As for the changes brought by gentrification, Rebecca has mixed feelings. “I love that I don’t have to leave my neighborhood on Sundays. I feel a lot safer, as a woman, to walk around. And there’s another part of me that feels a little sad for what the changes mean; building owners pushing people out because they can charge higher rents to newcomers,” she said. Her parents have been rent stabilized for 35 years, paying less than $1000 a month for a 2-bedroom apartment.
‘The Videoblogs’ stars three women that span racial and ethnic backgrounds, which Rebecca said is indicative of this neighborhood’s character. “It’s so diverse. And there’s a part of that film that speaks to, “we may not be at the same place on the outside of our lives, but really when it comes to this shit we’re all the same.”
Rebecca also hopes the film broadens awareness and dialogue around mental health. “If you find the courage to voice your feelings to another person, then you’ll find that other people feel the same way and that’s healing,” she said.

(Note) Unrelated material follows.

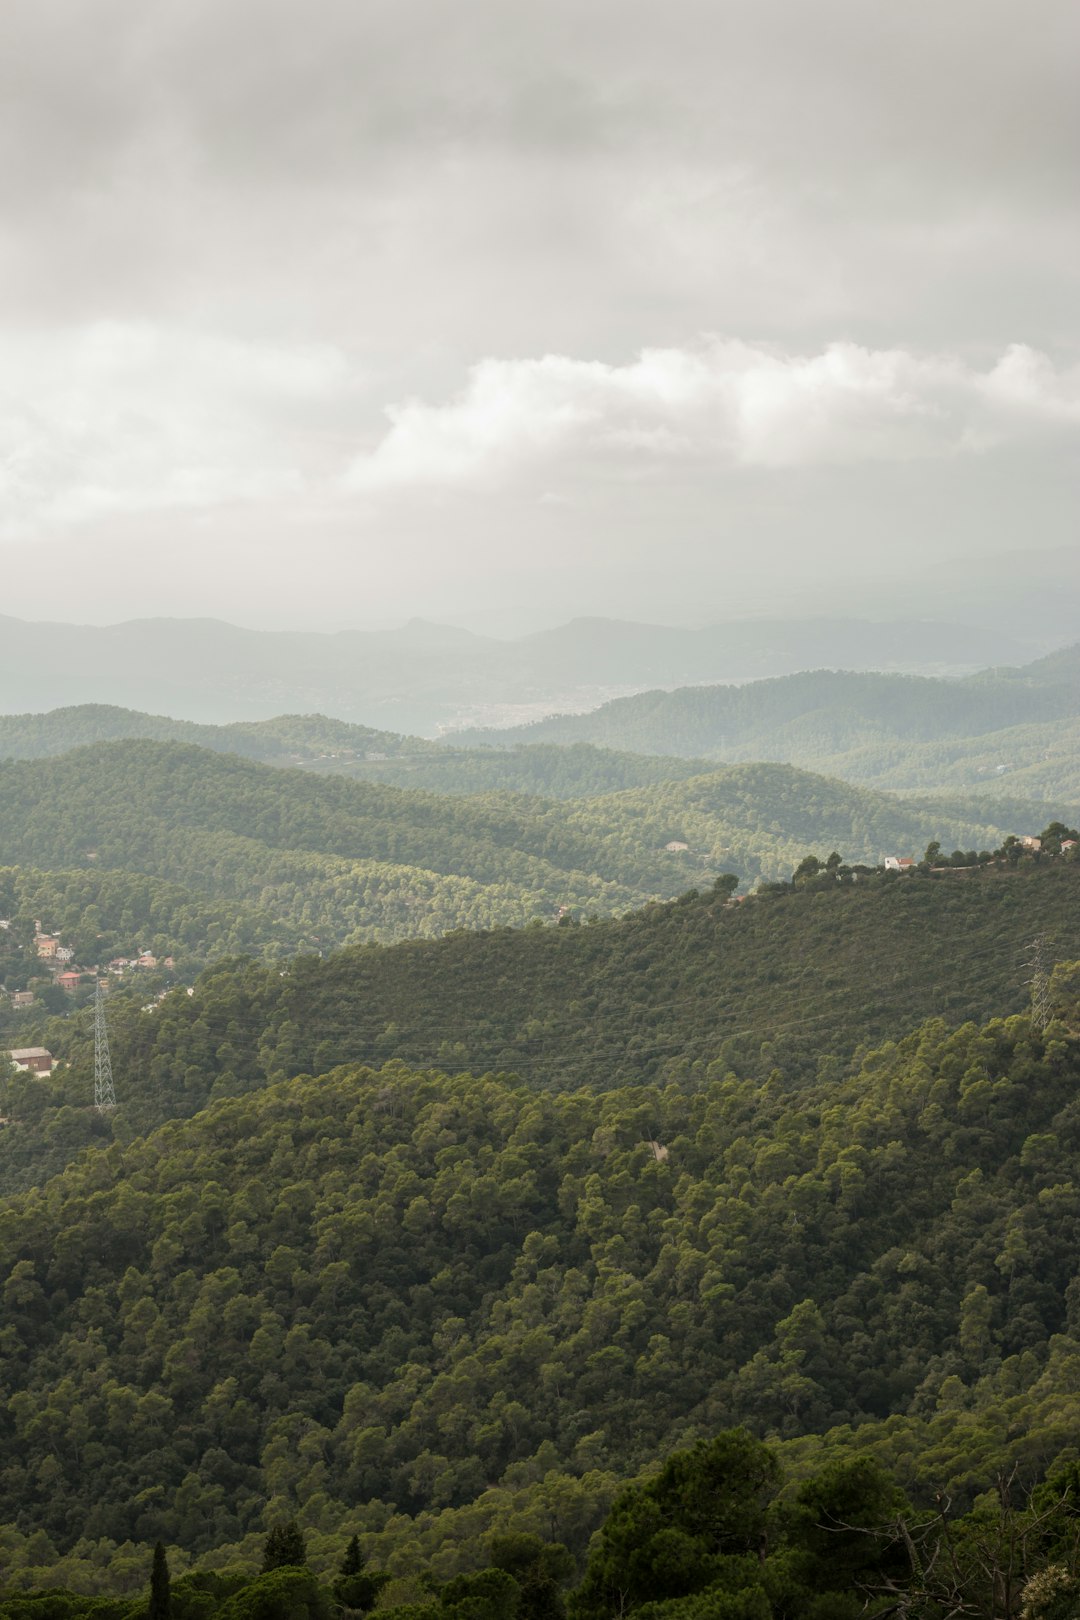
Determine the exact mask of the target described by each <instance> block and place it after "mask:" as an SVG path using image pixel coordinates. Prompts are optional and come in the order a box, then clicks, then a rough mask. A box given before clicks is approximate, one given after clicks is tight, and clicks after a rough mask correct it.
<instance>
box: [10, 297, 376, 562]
mask: <svg viewBox="0 0 1080 1620" xmlns="http://www.w3.org/2000/svg"><path fill="white" fill-rule="evenodd" d="M351 386H353V379H351V376H350V371H348V368H347V364H345V361H343V360H342V358H340V355H337V353H335V352H334V350H332V348H329V347H325V345H313V343H301V345H291V347H290V345H272V343H251V342H241V340H238V339H232V337H223V335H217V337H209V335H206V334H193V332H188V330H183V329H168V327H162V326H155V324H152V322H138V321H136V322H130V321H128V322H125V321H102V322H94V324H91V326H87V327H83V329H79V330H78V332H62V334H39V332H24V334H16V332H6V334H0V536H3V538H23V536H28V535H34V533H36V531H37V530H40V528H45V530H49V528H52V527H60V528H65V527H70V525H74V523H81V522H86V520H94V518H99V517H102V515H107V514H125V512H154V510H170V509H183V507H191V509H198V507H214V505H220V504H225V502H232V501H270V499H279V497H282V496H291V494H296V492H300V491H301V489H304V488H306V484H308V481H309V480H311V476H313V473H314V471H316V470H317V465H319V458H321V457H319V434H321V424H322V423H321V418H322V415H324V413H325V411H327V410H334V411H342V410H343V408H347V403H348V395H350V390H351Z"/></svg>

Check out the trailer here, and then buy or rent the film rent the film on iTunes or Fios for $5 — it’s just under 1.5 hours and a great watch — then write an iTunes review. With enough traction this month, there’s a chance for the film to make it onto Hulu and Netflix.
[Correction: An earlier version of this article stated that The Videoblogs included scenes at Lea, but the business locations for this film were Sycamore, Bar Chord, and Milk & Honey.]